Il reprend de nombreux thèmes qui nous tiennent à coeur.

Mon chien, mon ami – par le Dr. Vétérinaire Isabelle Vieira

 » Les défenseurs des animaux ne sont pas des hypersensibles larmoyants, mais au contraire, les pionniers d’une nouvelle conscience « , dit Dominique Lestel, philosophe et éthologue. Malheureusement, peu de traduction concrète et trop peu de prise en compte de la sensibilité animale me font réagir à ce jour. À l’heure de l’émergence de cette nouvelle conscience, les pionniers se font rares.

Aujourd’hui, plusieurs constats se bousculent et s’entrechoquent. Concernant l’espèce Canis familiaris, notre plus proche ami animal, les chiffres parlent. La France a connu une chute du nombre de chiens alors que les bénéfices de la présence d’un chien sur la santé, le développement personnel et l’efficacité au travail ont été démontrés. On assiste à un frêle changement des méthodes éducatives traditionnelles, basées sur la subordination, malgré une multitude d’études scientifiques sur le bien-être animal et une prise de conscience collective de l’importance des émotions. Enfin, on note toujours autant d’abandons et de morsures malgré des progrès dans la prise en charge des refuges, de multiples initiatives de formations (Seevad , Dog Revolution, Animal Friendly, Centre du bien-être animal, Animalin, Animal University, etc.), l’émergence des pratiques du medical training, des dispositifs pédagogiques innovants, des applications numériques et des programmes destinés à l’enseignement de la communication animale auprès des enfants (Peccram ), des réflexions pluridisciplinaires et sociétales (Vetfuturs) autour de l’avenir de l’écosystème vétérinaire-client-animal, dont on ne peut que se réjouir.

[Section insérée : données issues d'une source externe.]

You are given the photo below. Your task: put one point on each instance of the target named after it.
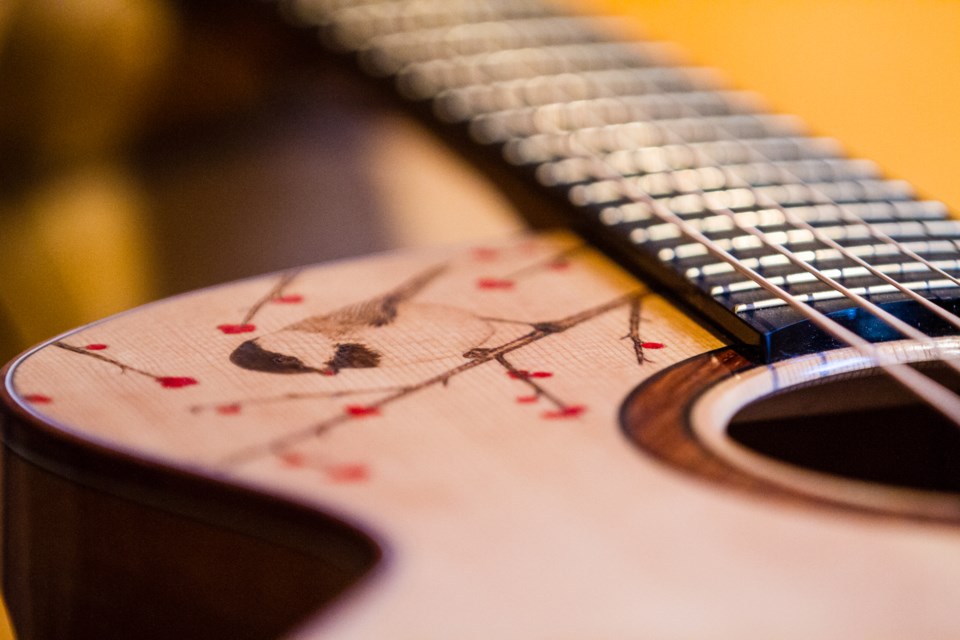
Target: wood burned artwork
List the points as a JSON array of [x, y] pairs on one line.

Nous, vétérinaires, devons absolument être interpellés sur cette question et attentifs à en analyser les causes. Nous sommes les premiers interlocuteurs de tous les nouveaux propriétaires de chiot. Nous bénéficions d’une forte crédibilité concernant nos compétences médicales. Notre caution scientifique est assurément un levier. Mais une récente enquête OpinionWay a révélé que si le vétérinaire est le référent principal en santé animale, il est, à regret, souvent absent des débats sur la relation homme-animal. Sommes-nous suffisamment attentifs à notre image de protecteurs des animaux ? Osons-nous poser collectivement la question sans rester chacun dans nos tours d’ivoire !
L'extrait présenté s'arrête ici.